Eur J Med Chem. 2010 Aug;45(8):3320-8. doi: 10.1016/j.ejmech.2010.04.015. Epub 2010 Apr 18.
In the present study 18 novel imidazole-(benz)azole and imidazole-piperazine derivatives were synthesized in order to investigate their probable anticancer activity. The structures of the compounds were confirmed by IR, (1)H NMR and EI-MS spectral data. Cytotoxicity (MTT), analysis of DNA synthesis and detection of apoptotic DNA assays were applied to determine anticancer activity of the compounds against colon (HT-29) and breast (MCF-7) carcinoma cell lines. Most of the compounds, showed greater activity against HT-29 cells than MCF-7 cells. Some of them indicated considerable cytotoxicity against both of the carcinogenic cell lines. However, their inhibitory activity on DNA synthesis was relatively poor. Anticancer activity screening results revealed that 11, 12 and 13 were the most active compounds in the series. They exhibited significant cytotoxicity against both of the carcinogenic cell lines and caused DNA fragmentation of the HT-29 cells.
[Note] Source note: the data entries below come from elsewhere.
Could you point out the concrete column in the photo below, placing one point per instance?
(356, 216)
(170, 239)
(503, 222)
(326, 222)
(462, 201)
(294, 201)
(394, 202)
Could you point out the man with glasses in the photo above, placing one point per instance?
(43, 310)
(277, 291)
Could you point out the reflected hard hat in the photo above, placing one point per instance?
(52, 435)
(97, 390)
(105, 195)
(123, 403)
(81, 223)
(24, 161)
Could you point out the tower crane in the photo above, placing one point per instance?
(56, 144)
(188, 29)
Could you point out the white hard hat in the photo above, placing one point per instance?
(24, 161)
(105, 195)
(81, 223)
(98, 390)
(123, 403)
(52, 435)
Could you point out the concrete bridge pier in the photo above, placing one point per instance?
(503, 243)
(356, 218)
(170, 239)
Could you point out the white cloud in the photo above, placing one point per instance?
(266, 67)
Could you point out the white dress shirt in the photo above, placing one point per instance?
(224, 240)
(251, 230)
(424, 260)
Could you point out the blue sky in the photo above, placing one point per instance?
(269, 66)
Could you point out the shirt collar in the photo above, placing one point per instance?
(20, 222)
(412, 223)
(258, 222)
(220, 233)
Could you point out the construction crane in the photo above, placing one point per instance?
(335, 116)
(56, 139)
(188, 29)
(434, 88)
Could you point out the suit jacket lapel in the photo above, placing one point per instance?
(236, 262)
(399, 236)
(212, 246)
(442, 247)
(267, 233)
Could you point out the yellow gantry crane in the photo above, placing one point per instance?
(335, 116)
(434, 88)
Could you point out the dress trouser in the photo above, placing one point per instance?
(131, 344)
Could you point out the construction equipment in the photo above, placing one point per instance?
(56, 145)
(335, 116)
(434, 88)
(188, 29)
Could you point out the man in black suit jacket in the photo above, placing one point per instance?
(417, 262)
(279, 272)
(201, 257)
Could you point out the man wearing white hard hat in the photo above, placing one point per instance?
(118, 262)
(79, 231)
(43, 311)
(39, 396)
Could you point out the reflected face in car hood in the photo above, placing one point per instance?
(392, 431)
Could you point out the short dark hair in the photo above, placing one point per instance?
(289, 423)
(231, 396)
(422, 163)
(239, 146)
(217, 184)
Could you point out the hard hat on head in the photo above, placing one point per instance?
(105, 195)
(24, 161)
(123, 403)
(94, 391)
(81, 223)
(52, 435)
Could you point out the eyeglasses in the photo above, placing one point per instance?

在本研究中,合成了 18 种新型咪唑-(苯)唑和咪唑-哌嗪衍生物,以研究它们可能的抗癌活性。通过红外光谱、(1)H NMR 和 EI-MS 光谱数据确认了化合物的结构。采用 MTT 法、DNA 合成分析和凋亡 DNA 检测法来测定化合物对结肠癌(HT-29)和乳腺癌(MCF-7)细胞系的抗癌活性。大多数化合物对 HT-29 细胞的活性大于 MCF-7 细胞。其中一些化合物对两种致癌细胞系表现出相当的细胞毒性。然而,它们对 DNA 合成的抑制活性相对较差。抗癌活性筛选结果表明,11、12 和 13 是该系列中最活跃的化合物。它们对两种致癌细胞系均表现出显著的细胞毒性,并导致 HT-29 细胞的 DNA 片段化。